The findings in this report are subject to at least seven limitations. First, data sets used to quantify COVID-19 cases, ED visits, and hospital admissions are subject to reporting inconsistencies. Second, testing rates for SARS-CoV-2 infection in persons aged 0–17 years are lower than they are in older age groups †††† ; therefore, pediatric case rates are likely underreported. Third, ED visits and hospital admissions were not characterized by reason for visit or admission and might include cases of MIS-C or asymptomatic SARS-CoV-2 infection. Fourth, admissions in the Unified Hospital Data Surveillance System could not be stratified by age and were only counted if the patient was “admitted to a pediatric bed.” §§§§ Fifth, because the BD Insights Research Database represents three children’s hospitals and the remainder of patients were mostly from community hospitals, patients with severe COVID-19 might be under- or overrepresented, which might account for some differences compared with past studies. Sixth, patients are added to this database on hospital discharge; therefore, recent data do not include patients currently admitted. Finally, geographic representativeness varies across data sources.
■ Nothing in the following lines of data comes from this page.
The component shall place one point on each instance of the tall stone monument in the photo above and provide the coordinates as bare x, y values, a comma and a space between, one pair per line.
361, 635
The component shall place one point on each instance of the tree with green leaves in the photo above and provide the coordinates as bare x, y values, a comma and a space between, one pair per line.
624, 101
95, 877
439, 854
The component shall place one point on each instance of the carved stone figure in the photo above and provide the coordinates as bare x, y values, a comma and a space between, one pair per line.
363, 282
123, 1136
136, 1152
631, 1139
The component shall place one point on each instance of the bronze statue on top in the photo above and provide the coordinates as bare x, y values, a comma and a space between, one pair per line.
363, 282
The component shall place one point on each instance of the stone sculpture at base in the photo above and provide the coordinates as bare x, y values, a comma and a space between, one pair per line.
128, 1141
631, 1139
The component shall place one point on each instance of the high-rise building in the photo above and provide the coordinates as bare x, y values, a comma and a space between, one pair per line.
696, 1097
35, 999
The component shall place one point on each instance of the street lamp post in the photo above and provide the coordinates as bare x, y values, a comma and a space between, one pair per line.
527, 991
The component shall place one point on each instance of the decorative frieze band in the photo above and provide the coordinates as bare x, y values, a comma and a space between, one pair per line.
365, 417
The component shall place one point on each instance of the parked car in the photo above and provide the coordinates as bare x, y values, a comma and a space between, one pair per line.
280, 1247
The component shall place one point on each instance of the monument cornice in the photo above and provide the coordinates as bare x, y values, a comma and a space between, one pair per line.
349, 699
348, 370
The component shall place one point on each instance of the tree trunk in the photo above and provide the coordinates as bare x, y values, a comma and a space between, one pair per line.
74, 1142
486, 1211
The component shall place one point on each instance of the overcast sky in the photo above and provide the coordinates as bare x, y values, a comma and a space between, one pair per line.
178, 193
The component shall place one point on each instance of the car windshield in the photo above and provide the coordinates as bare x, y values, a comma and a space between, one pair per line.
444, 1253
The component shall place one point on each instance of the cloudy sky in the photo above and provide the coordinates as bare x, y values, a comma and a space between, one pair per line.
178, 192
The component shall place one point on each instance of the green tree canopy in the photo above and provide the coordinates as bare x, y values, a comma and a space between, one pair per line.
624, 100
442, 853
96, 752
Continued assessment of trends in ED visits and admissions, including evaluation of reason for seeking medical care, could help guide public health practice, including planning for any decreases in pediatric care capacity. Evaluating more specific measures of severity (e.g., hypoxia and duration of mechanical ventilation), potential co-infection (e.g., respiratory syncytial virus), vaccination status, and underlying medical conditions might help determine whether children and adolescents infected with the Delta variant have more severe disease than do those infected with other variants. As schools resume in-person activities, CDC recommends multiple prevention measures in early child care and education programs and K–12 schools, ¶¶¶¶ such as masking for students and staff members and maintaining adequate ventilation to reduce transmission of SARS-CoV-2. Vaccination of eligible persons against COVID-19, especially those in close contact with children aged <12 years who are not yet eligible for vaccination, is anticipated to protect students, teachers, staff members, visitors, and other household members. Community vaccination, in coordination with testing strategies and other prevention measures, are critical to protecting pediatric populations from SARS-CoV-2 infection and severe COVID-19.